The Failure of Discretionary Fine-Tuning

From the 1940s through the 1960s, most economists viewed the Great Depression as evidence that only Keynesian engineering can ensure a prosperous and stable economy. Keynesians recommended discretionary changes in taxes and spending as the proper fiscal tools. Other economists argue that the Fed can keep the economy on track by expanding or contracting the money supply as needed. Fiscal and monetary policies both have been frequently changed to try to fine-tune the economy by balancing Aggregate Demand with Aggregate Supply.

 

Tax rates were cut and the money supply was expanded to stimulate a previously sluggish economy during the early 1960s.
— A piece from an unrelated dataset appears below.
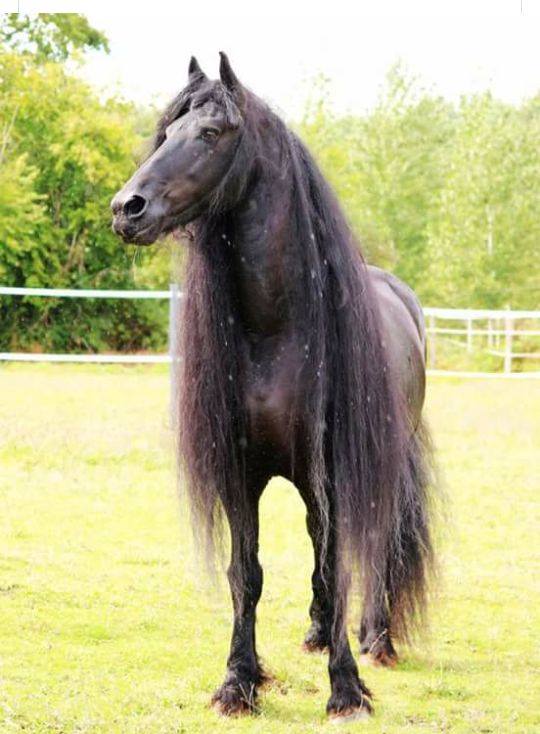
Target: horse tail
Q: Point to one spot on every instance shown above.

Then, monetary restraint was applied in 1966 to curb mounting inflationary pressures. A temporary tax surcharge was imposed in 1969. The money supply grew rapidly in the early 1970s, screeched to a halt causing a short collapse during 1975–1976, accelerated from 1977 to 1979, and then slowed sharply in the early 1980s. Cuts in tax rates from 1981 to 1983 were coupled with a monetary slowdown to reduce inflation while expanding output, but resulted in rapidly rising government deficits.

 

Keynes believed that central banks tried to follow expansionary policies but failed to cure the Great Depression. This is, in part, why Keynes and his followers sought to replace passive monetary policy with activist fiscal policies. Milton Friedman and other monetarists question the widely held belief that the Great Depression occurred despite expansionary monetary policies. Collecting and reviewing monetary data for the United States for the past century, they discovered that the money supply fell considerably just before and during the Depression. Their interpretation is that the Federal Reserve System caused the Depression because (perhaps unwittingly) it followed contractionary policies.

 

In fact, most monetarists believe that improper monetary policy is the major cause of business cycles: when the money supply grows too slowly, economic downturns and stagnation soon follow; when the money supply mushrooms, increases in the price level are inevitable. These difficulties are the major reasons for monetarists’ advocacy of stable monetary growth rates. Table 2 summarizes crucial differences between fiscal and monetary policies according to the traditional theories of Keynesian, monetarist, and classical macroeconomics.

 

Classical theory, with its emphasis on Aggreg-ate Supply, provides some insights, but not a complete picture, of macroeconomic problems encountered in most modern economies (e.g., sustained high rates of unemployment). Nor does Keynesian theory, with its stress on variations in Aggregate Demand in a world beset by depression, systematically address such problems as naggingly high unemployment accompanied by persistent creeping inflation. Even monetarism, which treats Aggregate Supply from a classical perspective while recognizing the relevance of Aggregate Demand in the short run, has failed to explain economic events of recent years.

 

You may have the sense that these theories are so disparate that the prospects for economists ever reaching any consensus are practically nil. From the 1940s through the 1980s, the policies of the Federal Reserve System meandered back and forth between Keynesian, classical, and monetarist recipes, with results that, predictably, were mixed. Several things have become fairly clear, however. One is that frequent changes in both monetary and fiscal policy have confounded economic stability as often as they have helped dampen business cycles; extremely active fine-tuning does not work. Another is that all of these traditional theories have left a legacy, filling in pieces of the puzzle of how a mixed economy with substantial networks of both markets and government actually works.